2. The decals are no longer made, so they'll be painted on and that's cool :thumbsup: might even get some custom going on.
3. ive got two carbon bikes, I LOVE the way this thing rides.

Whaddaya think?

Sell it?

Keep it?


----------



## jmorgan (Apr 13, 2012)

Why would you sell it. You love it. Fix or upgrade a few things and call it a day, no reason to replace everything, no real need for a new paint job. Get brakes, a saddle and some new bolts.


----------



## Nob (Nov 24, 2006)

BTDT and ended up never riding the rebuilt bike. So for me it was a waste of money. You can buy darn near any frame Cervelo currently makes with $2000 used on ebay.


----------



## ralph1 (May 20, 2006)

Keep it, it looks good (retro) and you like riding it, as some have said change a few parts and enjoy it. I wouldn't paint it, keep the fame as is.

That way you are not a sheep (like me) and have to own the latest just to fit in. In saying that I still have an old 03 ish CAAD 7 Seaco team frame, bare ALU, I always get comments when I ride it. Even better when I race it, and place better than alot of others on their brand new bikes.

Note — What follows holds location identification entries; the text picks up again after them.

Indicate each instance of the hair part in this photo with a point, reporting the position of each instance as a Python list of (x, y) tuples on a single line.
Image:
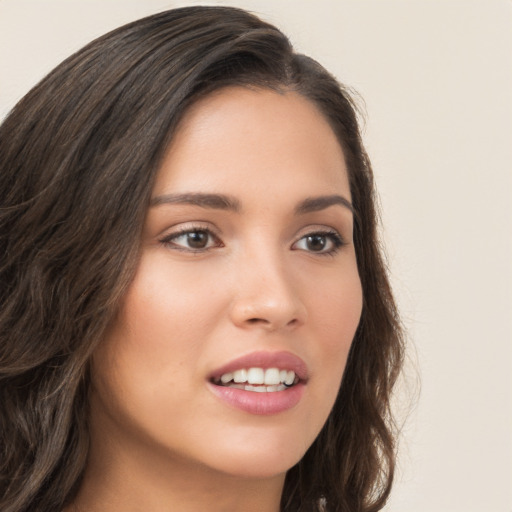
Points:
[(78, 158)]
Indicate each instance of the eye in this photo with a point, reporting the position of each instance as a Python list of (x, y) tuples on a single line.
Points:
[(192, 240), (323, 242)]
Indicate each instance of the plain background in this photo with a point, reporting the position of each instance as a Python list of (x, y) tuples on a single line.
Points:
[(436, 78)]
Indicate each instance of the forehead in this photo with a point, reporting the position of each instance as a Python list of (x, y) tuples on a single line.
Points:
[(253, 138)]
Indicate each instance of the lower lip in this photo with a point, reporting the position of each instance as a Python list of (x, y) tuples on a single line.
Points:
[(265, 404)]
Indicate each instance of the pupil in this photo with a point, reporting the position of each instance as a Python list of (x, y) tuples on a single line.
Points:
[(316, 242), (197, 239)]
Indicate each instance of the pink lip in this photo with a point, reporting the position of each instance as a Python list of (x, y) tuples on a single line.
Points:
[(266, 403)]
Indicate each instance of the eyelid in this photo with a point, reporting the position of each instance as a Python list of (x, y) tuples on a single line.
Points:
[(183, 229), (335, 236)]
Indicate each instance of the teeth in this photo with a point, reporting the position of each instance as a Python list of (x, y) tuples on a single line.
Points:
[(259, 379), (290, 378), (272, 376), (239, 376), (226, 378), (255, 376)]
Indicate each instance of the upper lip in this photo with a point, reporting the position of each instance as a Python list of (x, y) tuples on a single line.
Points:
[(282, 360)]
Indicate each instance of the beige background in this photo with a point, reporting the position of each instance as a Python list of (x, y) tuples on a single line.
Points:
[(437, 80)]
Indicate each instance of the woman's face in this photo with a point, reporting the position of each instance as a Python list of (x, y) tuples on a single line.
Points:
[(247, 272)]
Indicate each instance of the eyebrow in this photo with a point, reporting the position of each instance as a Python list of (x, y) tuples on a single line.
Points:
[(216, 201), (315, 204), (225, 202)]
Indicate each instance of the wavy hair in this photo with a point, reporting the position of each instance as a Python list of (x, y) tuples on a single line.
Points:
[(78, 158)]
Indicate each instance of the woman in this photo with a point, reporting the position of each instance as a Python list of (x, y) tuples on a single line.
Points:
[(195, 312)]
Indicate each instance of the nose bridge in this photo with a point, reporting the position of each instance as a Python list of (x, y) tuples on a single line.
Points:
[(266, 294)]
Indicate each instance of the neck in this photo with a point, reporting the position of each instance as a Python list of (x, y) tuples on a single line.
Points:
[(120, 477)]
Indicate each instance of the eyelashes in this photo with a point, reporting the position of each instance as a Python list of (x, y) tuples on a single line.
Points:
[(195, 239), (200, 239)]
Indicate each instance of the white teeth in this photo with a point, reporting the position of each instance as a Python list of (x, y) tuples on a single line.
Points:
[(255, 376), (258, 379), (272, 376), (226, 378), (290, 378), (239, 376)]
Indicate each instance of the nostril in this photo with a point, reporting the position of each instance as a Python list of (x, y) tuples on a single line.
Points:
[(256, 320)]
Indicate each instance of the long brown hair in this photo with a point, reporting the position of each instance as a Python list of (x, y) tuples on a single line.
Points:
[(78, 156)]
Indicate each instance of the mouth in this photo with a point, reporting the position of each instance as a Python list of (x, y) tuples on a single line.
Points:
[(258, 379)]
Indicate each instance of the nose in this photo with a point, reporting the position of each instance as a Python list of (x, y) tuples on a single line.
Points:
[(266, 297)]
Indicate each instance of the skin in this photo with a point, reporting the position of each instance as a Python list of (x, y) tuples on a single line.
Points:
[(159, 437)]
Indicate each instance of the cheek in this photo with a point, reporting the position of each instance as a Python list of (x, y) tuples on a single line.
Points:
[(336, 316)]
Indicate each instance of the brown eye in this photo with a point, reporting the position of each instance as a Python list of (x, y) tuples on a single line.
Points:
[(316, 243), (197, 239), (322, 242), (192, 240)]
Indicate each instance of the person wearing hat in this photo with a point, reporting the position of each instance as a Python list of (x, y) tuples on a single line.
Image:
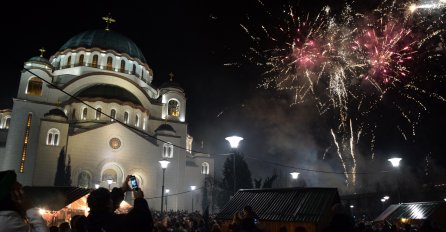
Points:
[(16, 210)]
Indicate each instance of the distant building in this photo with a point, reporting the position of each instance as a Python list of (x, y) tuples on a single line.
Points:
[(126, 128), (284, 208)]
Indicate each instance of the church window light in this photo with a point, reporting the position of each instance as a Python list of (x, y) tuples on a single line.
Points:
[(84, 113), (205, 168), (98, 113), (5, 122), (126, 117), (122, 69), (34, 87), (25, 143), (94, 63), (167, 150), (69, 62), (109, 174), (84, 179), (109, 63), (113, 114), (52, 137), (81, 60), (137, 120), (173, 108)]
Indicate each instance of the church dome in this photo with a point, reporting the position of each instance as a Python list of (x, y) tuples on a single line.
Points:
[(108, 92), (105, 40), (165, 129)]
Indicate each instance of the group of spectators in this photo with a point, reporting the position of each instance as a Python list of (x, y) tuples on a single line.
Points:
[(17, 214)]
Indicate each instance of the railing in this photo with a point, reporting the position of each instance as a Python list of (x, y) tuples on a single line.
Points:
[(103, 67)]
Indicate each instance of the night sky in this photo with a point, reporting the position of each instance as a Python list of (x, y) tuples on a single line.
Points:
[(194, 39)]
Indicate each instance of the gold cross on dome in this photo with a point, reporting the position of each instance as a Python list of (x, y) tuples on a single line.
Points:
[(108, 20), (42, 50)]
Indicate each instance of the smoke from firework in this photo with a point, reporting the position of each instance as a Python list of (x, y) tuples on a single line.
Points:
[(349, 65)]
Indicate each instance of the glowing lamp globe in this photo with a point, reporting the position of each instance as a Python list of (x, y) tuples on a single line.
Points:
[(164, 163), (294, 175), (395, 162), (234, 141)]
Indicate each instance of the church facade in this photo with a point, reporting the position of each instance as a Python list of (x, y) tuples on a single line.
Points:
[(91, 107)]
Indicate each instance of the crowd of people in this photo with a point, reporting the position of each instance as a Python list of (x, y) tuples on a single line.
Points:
[(18, 214)]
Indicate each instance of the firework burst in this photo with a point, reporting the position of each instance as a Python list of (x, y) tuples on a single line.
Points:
[(348, 63)]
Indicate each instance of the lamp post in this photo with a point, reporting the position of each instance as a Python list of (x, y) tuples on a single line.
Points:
[(294, 176), (233, 142), (193, 187), (167, 194), (395, 161), (164, 164), (109, 182)]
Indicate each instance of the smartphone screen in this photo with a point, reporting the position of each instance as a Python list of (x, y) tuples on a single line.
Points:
[(133, 182)]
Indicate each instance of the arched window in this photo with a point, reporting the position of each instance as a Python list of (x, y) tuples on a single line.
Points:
[(81, 60), (84, 113), (84, 179), (113, 114), (205, 168), (122, 69), (94, 63), (7, 122), (137, 120), (126, 117), (69, 61), (98, 113), (167, 150), (34, 87), (173, 108), (109, 63), (52, 137), (110, 174)]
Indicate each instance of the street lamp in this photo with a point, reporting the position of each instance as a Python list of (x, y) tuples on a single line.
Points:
[(395, 161), (193, 187), (167, 194), (164, 164), (109, 182), (294, 175), (233, 142)]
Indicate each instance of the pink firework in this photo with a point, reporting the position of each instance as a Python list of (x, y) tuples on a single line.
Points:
[(386, 52)]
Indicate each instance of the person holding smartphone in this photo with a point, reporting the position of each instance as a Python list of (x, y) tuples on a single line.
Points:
[(102, 205)]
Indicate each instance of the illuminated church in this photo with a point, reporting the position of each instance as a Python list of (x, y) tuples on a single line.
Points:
[(93, 102)]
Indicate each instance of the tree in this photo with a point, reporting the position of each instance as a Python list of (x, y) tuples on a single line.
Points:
[(243, 178)]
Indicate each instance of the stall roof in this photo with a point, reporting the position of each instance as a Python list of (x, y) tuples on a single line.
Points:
[(415, 210), (54, 198), (286, 204)]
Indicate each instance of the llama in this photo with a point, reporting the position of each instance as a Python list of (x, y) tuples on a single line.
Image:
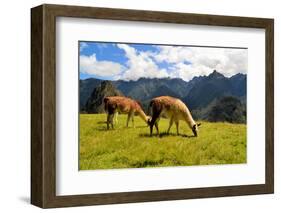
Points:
[(117, 104), (173, 108)]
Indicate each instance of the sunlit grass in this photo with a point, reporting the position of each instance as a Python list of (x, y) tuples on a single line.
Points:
[(217, 143)]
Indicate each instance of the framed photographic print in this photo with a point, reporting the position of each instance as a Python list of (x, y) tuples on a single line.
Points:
[(136, 106)]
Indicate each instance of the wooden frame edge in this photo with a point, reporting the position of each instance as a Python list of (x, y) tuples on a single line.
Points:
[(43, 174)]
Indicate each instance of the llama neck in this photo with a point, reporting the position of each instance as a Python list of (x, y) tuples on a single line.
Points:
[(189, 120), (142, 115)]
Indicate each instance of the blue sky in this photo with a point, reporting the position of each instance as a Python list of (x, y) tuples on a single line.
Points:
[(112, 61)]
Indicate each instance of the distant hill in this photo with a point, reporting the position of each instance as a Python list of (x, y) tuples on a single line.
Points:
[(228, 109), (200, 94), (214, 87), (95, 102), (86, 87)]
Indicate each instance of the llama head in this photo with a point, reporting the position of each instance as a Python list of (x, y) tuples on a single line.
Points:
[(195, 129)]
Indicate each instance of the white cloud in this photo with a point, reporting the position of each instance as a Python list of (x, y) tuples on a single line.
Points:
[(195, 61), (90, 65), (180, 62), (140, 65), (83, 45)]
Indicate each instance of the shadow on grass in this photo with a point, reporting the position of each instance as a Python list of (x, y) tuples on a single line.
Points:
[(165, 134)]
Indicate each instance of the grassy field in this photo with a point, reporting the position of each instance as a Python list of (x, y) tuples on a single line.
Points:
[(217, 143)]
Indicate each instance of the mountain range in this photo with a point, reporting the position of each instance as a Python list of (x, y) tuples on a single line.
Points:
[(200, 94)]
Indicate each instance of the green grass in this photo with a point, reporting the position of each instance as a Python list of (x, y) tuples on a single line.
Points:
[(217, 143)]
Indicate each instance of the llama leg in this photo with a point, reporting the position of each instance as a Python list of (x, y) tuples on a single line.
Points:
[(156, 126), (133, 120), (116, 118), (177, 125), (111, 120), (108, 120), (128, 119), (170, 124)]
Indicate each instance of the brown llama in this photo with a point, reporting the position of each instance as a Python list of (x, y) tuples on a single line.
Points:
[(173, 108), (123, 105)]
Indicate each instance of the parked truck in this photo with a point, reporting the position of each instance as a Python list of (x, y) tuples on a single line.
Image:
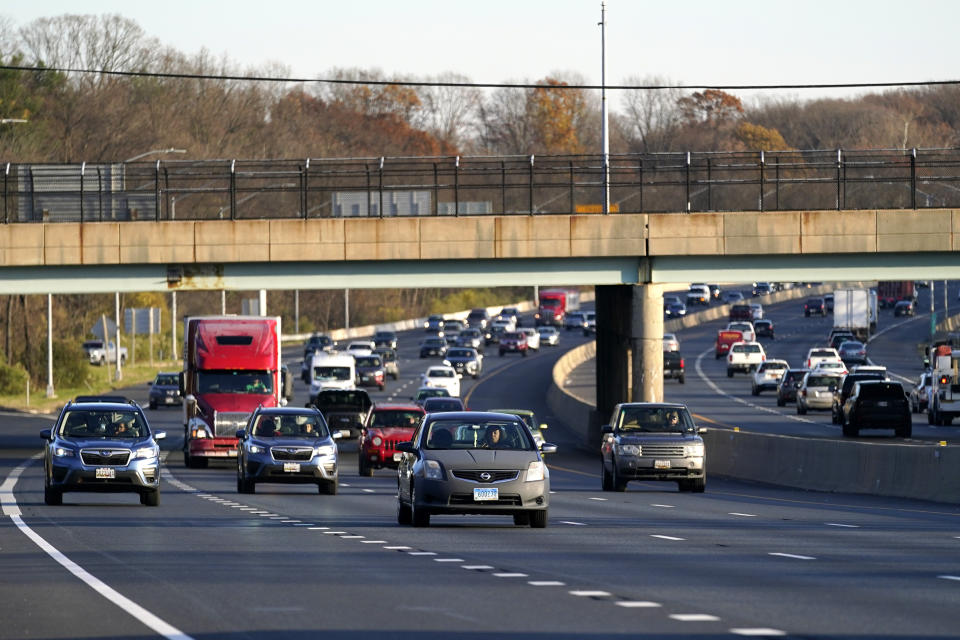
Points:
[(554, 304), (856, 311), (944, 403), (231, 366), (890, 292)]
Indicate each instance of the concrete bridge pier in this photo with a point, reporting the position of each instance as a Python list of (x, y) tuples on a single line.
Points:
[(629, 348)]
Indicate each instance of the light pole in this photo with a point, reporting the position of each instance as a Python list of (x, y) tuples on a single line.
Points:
[(150, 153)]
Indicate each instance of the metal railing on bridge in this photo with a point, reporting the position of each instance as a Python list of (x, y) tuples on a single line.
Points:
[(452, 186)]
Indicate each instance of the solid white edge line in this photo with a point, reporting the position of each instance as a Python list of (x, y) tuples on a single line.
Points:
[(146, 618)]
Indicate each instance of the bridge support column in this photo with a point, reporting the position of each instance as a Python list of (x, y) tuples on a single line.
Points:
[(629, 348)]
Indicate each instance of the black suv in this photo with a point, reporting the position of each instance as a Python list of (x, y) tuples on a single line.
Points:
[(105, 447), (840, 395), (877, 404)]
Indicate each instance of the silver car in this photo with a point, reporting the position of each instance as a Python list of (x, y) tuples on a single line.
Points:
[(473, 463), (287, 445)]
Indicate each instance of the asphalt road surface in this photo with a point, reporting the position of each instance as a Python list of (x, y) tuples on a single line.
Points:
[(738, 560)]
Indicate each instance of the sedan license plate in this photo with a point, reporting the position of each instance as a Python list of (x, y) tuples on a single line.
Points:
[(486, 493)]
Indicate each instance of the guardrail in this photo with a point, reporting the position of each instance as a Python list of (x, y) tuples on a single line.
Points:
[(461, 185)]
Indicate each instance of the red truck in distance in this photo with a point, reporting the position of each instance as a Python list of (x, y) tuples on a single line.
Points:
[(554, 304), (231, 366)]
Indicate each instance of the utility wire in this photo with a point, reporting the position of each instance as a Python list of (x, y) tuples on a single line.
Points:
[(481, 85)]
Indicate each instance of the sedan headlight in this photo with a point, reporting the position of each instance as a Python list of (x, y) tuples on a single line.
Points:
[(693, 450), (432, 470), (535, 471), (325, 450), (147, 452), (629, 449)]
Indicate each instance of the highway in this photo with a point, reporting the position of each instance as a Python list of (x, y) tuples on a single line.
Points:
[(741, 560)]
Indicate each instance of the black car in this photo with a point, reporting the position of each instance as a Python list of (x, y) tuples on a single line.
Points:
[(436, 347), (846, 388), (287, 445), (385, 339), (764, 329), (105, 447), (165, 390), (344, 409), (673, 366), (877, 404), (790, 382), (465, 361)]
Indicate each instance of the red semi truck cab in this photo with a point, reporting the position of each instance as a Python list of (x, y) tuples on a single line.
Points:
[(554, 304), (231, 366)]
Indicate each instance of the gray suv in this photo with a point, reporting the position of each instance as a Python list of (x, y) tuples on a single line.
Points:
[(103, 447), (652, 441)]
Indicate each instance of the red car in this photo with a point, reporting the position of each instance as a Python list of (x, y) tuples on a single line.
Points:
[(386, 426), (513, 342)]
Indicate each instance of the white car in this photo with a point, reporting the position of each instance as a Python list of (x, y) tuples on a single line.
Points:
[(745, 356), (548, 335), (820, 354), (670, 342), (441, 376), (768, 375), (533, 337), (745, 328)]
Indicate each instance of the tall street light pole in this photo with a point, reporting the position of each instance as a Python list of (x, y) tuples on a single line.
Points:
[(605, 133)]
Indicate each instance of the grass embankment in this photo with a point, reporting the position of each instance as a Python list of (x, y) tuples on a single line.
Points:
[(100, 381)]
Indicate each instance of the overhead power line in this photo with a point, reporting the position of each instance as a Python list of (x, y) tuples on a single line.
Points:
[(482, 85)]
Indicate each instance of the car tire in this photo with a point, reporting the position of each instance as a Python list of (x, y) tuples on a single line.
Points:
[(51, 496), (419, 516), (329, 488), (606, 480), (538, 519)]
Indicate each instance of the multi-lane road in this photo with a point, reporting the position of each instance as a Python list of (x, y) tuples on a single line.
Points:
[(738, 560)]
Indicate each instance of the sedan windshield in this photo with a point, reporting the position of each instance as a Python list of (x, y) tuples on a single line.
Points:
[(478, 434)]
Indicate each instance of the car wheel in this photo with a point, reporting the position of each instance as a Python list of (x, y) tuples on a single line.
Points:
[(51, 496), (365, 469), (420, 517), (606, 480), (329, 487), (538, 519)]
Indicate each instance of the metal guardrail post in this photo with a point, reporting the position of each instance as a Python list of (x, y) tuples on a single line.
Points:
[(913, 178), (530, 191)]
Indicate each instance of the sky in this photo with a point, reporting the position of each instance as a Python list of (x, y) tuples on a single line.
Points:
[(696, 42)]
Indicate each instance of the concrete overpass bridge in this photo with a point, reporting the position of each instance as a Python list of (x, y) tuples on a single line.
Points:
[(627, 257)]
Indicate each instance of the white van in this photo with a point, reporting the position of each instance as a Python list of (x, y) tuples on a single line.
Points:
[(331, 371)]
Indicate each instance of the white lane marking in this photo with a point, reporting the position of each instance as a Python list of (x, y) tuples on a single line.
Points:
[(10, 508), (694, 617), (792, 556)]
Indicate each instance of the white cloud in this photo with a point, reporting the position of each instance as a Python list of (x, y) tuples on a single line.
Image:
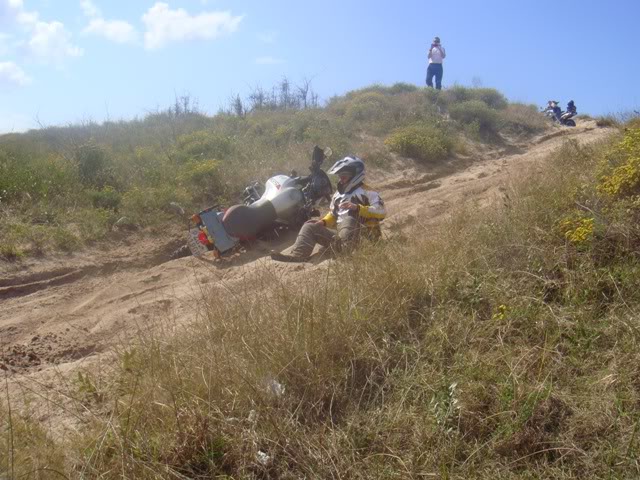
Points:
[(12, 75), (12, 11), (48, 42), (89, 9), (14, 122), (165, 25), (268, 60), (51, 43), (117, 31)]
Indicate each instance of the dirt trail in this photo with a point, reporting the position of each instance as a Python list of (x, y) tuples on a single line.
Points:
[(58, 314)]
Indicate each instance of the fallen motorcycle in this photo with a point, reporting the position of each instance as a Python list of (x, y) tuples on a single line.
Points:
[(287, 201)]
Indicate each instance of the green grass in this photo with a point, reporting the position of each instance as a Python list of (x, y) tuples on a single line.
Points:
[(493, 346), (135, 169)]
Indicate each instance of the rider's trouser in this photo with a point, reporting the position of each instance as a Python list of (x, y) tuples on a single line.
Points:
[(312, 233)]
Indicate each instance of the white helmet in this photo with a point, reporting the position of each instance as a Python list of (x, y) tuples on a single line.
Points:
[(352, 165)]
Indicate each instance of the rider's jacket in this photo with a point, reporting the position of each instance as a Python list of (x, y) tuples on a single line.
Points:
[(370, 208)]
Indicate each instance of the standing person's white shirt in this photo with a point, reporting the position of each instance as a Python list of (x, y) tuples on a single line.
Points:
[(436, 55)]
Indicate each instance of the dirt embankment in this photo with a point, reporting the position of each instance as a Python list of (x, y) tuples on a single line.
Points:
[(57, 314)]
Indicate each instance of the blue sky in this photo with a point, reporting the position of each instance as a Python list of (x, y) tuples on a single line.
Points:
[(68, 61)]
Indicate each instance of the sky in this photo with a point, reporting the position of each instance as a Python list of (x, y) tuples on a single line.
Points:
[(65, 62)]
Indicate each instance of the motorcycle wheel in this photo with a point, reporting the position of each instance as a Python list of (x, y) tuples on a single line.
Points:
[(183, 251)]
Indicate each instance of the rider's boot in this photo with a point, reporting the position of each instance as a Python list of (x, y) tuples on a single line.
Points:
[(283, 257)]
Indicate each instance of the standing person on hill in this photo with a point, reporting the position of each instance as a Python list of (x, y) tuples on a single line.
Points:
[(355, 210), (436, 55)]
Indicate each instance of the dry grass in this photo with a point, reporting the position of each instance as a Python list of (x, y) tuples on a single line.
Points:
[(487, 348)]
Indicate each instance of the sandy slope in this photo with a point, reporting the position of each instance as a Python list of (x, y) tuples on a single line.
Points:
[(60, 314)]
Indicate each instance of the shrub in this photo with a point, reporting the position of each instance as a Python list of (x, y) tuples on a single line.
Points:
[(202, 178), (107, 198), (472, 111), (205, 144), (491, 97), (146, 205), (522, 118), (367, 106), (93, 164), (621, 174), (424, 142)]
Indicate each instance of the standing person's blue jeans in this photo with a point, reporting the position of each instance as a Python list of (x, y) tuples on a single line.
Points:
[(434, 70)]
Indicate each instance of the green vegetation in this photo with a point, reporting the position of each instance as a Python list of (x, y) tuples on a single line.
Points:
[(427, 142), (61, 188)]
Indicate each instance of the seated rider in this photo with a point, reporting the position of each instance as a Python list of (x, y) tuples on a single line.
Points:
[(571, 108), (355, 210)]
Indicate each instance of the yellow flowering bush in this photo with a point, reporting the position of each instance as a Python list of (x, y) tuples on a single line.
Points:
[(577, 229), (621, 176)]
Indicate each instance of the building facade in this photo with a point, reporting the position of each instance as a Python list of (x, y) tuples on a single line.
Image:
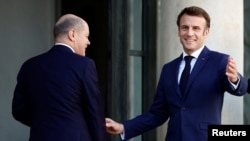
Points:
[(130, 42)]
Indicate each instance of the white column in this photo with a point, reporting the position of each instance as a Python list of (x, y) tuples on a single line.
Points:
[(226, 35)]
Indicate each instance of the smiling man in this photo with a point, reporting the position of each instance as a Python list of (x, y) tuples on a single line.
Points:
[(193, 102)]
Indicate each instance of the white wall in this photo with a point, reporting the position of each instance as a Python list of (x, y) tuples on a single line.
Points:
[(25, 31)]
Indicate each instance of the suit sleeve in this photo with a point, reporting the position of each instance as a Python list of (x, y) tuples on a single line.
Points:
[(95, 115), (20, 103)]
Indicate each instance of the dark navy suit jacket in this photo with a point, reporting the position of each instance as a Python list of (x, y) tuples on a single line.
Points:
[(57, 95), (201, 105)]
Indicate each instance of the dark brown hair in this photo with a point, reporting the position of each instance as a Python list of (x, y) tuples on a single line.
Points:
[(194, 11)]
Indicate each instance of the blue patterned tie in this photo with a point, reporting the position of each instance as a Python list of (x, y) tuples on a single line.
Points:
[(185, 74)]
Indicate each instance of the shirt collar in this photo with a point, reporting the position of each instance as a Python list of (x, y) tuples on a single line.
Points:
[(194, 54), (66, 46)]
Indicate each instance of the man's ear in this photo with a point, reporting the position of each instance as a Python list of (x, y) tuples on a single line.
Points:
[(72, 35), (206, 32)]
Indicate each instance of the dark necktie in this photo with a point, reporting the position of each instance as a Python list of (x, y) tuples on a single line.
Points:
[(185, 74)]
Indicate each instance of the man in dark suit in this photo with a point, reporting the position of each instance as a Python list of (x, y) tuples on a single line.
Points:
[(57, 93), (200, 104)]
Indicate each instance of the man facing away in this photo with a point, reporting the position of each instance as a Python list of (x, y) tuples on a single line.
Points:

What would make it better:

A black Chris King headset
7800 brakes
6700 or 7800 pedals
And if you can stretch the budget 7800 levers

cheers

Pete


----------



## bayAreaDude (Apr 13, 2012)

Another vote for keeping it and not painting it.


----------



## MXL (Jun 26, 2012)

Keep it and dress it up with Campy.


----------



## RoadrunnerLXXI (Jun 3, 2012)

Get and new ride and you will forget about your 1st love in no time.


----------